Henrique Rocha, sócio do VBSO Advogados, destaca que o decreto do governo federal tem como grande efeito prático a designação formal do Banco Central como órgão relador e não há nada de novo nisso, pois era o que já vinha sendo esperado pelo mercado.
"Agora o Banco Central vai começar a estudar e ao longo dos próximos meses editar regulamentações infralegais pra dar corpo a lei no Brasil. Então em termos práticos, a grande novidade realmente é fixar aqui o Banco Central é o regulador, aspectos mais operacionais devem vir aí nos próximos meses a medida que o Banco Central editar regulamentações específicas pra tratar da área", disse.
Tomás Amadeo, responsável pelas áreas de direito societário, contratual e M&A do Chamon, Serrano e Amorim Advogados (CSA Advogados), destaca que é fundamental a manutenção das competências da CVM e do Sistema Nacional de Defesa do Consumidor trazida pelo decreto para proteção de ofertas públicas e contratos coletivos de criptoativos.
"Isso é fundamental para prevenção e repressão a crimes relacionados aos ativos virtuais”, completa o advogado.
Ainda faltam coisa a serem definidas
Tiago Severo, advogado especialista em prática de banking e sócio do Caputo, Bastos e Serra Advogados, dstacou que do ponto de vista normativo, o decreto preenche uma lacuna que a própria legislação deixou para fins de definir quem vão ser as autoridades que irão supervisionar, autorizar e fiscalizar as entidades que integram esse novo setor.
"Se o ativo digital que vai surgir no mercado e ele tiver uma característica na prática de fazer com que esse recurso seja captado pela empresa, isso é considerado uma oferta pública e tem previsão de uma legislação especial 6385, art 2, que diz que isso é um valor imobiliário.
Se mesmo sendo chamado de ativo digital, esse ativo tiver a usabilidade de captar recurso de terceiro, ele vai se enquadrar como uma oferta pública e aí sim vai precisar ter o requerimento da CVM.

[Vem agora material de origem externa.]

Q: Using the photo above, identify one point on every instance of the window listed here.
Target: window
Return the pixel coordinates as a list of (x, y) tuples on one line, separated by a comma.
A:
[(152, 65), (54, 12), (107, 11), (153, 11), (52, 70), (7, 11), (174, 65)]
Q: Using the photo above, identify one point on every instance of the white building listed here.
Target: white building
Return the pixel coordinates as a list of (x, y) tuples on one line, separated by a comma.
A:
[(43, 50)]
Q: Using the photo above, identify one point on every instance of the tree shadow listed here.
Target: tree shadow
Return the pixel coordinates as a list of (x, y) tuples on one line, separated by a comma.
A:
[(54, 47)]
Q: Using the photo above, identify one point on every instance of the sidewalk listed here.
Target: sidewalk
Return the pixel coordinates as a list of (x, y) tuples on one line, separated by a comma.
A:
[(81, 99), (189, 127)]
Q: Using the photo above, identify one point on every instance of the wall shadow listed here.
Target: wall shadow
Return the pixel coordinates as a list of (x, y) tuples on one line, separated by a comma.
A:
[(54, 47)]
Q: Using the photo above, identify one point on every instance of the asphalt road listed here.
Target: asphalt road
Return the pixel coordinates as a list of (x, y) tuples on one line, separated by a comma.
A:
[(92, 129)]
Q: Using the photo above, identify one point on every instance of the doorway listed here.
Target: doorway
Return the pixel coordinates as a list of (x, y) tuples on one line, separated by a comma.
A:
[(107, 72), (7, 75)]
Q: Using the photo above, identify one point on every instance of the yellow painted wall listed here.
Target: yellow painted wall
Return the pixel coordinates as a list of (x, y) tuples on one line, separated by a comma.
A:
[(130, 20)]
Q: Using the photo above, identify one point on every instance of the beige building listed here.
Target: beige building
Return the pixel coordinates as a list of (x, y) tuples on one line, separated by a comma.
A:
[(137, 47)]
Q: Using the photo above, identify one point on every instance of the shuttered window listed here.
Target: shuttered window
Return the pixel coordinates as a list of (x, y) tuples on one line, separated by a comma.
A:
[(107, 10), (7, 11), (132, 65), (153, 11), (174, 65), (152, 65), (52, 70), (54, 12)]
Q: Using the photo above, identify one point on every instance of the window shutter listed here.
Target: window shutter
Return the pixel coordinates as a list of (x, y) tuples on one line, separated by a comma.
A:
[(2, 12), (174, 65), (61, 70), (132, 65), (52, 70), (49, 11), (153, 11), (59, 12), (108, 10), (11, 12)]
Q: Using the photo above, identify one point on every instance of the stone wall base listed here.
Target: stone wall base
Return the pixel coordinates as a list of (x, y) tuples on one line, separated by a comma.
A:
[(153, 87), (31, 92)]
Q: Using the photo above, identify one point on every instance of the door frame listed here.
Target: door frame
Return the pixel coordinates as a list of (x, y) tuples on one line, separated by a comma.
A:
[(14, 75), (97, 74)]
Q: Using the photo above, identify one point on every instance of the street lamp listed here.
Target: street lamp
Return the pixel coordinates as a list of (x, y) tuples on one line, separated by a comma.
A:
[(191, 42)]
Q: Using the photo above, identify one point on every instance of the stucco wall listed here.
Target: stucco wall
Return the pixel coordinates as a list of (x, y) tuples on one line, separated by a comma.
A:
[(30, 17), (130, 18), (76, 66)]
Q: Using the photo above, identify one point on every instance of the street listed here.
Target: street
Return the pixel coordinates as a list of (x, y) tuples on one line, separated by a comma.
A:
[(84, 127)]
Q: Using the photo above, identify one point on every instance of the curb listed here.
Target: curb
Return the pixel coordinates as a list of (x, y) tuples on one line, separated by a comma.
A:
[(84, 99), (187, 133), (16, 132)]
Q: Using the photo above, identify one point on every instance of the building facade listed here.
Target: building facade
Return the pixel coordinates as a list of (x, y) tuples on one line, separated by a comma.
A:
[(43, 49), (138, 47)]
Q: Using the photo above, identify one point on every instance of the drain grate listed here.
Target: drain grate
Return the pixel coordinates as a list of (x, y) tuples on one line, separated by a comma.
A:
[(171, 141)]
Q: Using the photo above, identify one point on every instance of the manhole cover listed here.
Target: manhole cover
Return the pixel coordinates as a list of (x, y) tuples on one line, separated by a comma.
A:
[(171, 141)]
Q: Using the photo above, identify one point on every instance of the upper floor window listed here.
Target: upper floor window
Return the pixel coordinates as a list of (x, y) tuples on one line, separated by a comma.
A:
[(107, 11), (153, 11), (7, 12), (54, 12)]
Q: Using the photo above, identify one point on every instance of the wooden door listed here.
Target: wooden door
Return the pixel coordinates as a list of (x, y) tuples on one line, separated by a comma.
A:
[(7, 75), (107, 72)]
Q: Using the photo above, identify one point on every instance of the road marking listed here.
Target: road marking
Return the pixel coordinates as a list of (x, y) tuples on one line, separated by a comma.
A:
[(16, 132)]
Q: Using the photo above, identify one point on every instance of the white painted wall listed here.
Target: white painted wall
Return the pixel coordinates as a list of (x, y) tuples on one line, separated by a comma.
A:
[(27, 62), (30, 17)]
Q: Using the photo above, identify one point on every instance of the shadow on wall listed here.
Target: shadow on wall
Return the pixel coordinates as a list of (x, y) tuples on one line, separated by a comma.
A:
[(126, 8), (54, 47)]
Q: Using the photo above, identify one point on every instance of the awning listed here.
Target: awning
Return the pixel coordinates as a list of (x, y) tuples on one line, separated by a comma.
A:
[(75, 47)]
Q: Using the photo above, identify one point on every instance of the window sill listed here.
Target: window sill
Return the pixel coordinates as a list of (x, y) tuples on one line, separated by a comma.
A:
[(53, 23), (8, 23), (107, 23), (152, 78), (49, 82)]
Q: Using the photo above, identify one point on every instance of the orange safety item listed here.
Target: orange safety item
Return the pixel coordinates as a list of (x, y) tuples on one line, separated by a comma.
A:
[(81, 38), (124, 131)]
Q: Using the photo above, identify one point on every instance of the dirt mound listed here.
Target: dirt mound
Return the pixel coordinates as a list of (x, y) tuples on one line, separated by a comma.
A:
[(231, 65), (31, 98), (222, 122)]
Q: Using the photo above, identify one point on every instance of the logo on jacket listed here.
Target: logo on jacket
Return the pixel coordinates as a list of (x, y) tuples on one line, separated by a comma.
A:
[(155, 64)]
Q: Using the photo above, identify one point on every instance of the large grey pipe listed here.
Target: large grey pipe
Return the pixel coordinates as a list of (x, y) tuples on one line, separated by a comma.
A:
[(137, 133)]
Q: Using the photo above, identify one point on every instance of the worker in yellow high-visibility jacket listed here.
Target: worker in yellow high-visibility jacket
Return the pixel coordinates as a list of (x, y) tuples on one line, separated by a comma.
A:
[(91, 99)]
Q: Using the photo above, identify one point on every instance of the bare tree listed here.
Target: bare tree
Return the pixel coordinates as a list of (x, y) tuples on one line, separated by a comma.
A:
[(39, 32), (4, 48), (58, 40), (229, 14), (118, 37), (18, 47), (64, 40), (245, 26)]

Ele aponta também um terceiro efeito ou consequência do decreto: Banco Central precisa criar esse normativos do Infralegal como o Detran. Então, ele vai ter que editar as regras do que essas novas empresas que fazem intermediação, custódia ou se tem um projeto de tecnologia que ajuda na liquidação.
"O efeito prático é que o mercado continua atuando do jeito que está, até porque existia uma discussão no Senado sobre uma regra de transição, que estava no artigo nono, parágrafo único do PL 4401, que previa uma regra de transição. Isso caiu na Câmara, mas passou no Senado.
Agora está havendo uma mega discussão sobre a exigibilidade ou não de uma licença prévia para fins de começar a operar depois que o decreto entrar em vigor. Então, não existe essa, qualquer ator vai continuar podendo operar. Não há impedimento para novo CNPJ. Começar a operar, o status score não muda no final do dia", disse.
Anthonio Araújo Jr, CEO da ABM Advocacia, inicialmente a lei impacta o mundo jurídico, porém, acredita-se que deve refletir em vítimas de golpes relacionados a criptomoedas no passado, já que o principal efeito imediato da nova lei é uma mudança no Código Penal, que caracteriza o crime como estelionato especializado em ativos virtuais, com pena entre 4 e 8 anos e multa.
"Essas regulamentações são profundas e abrangentes, pois podem moldar o futuro do setor de ativos digitais no Brasil", afirmou.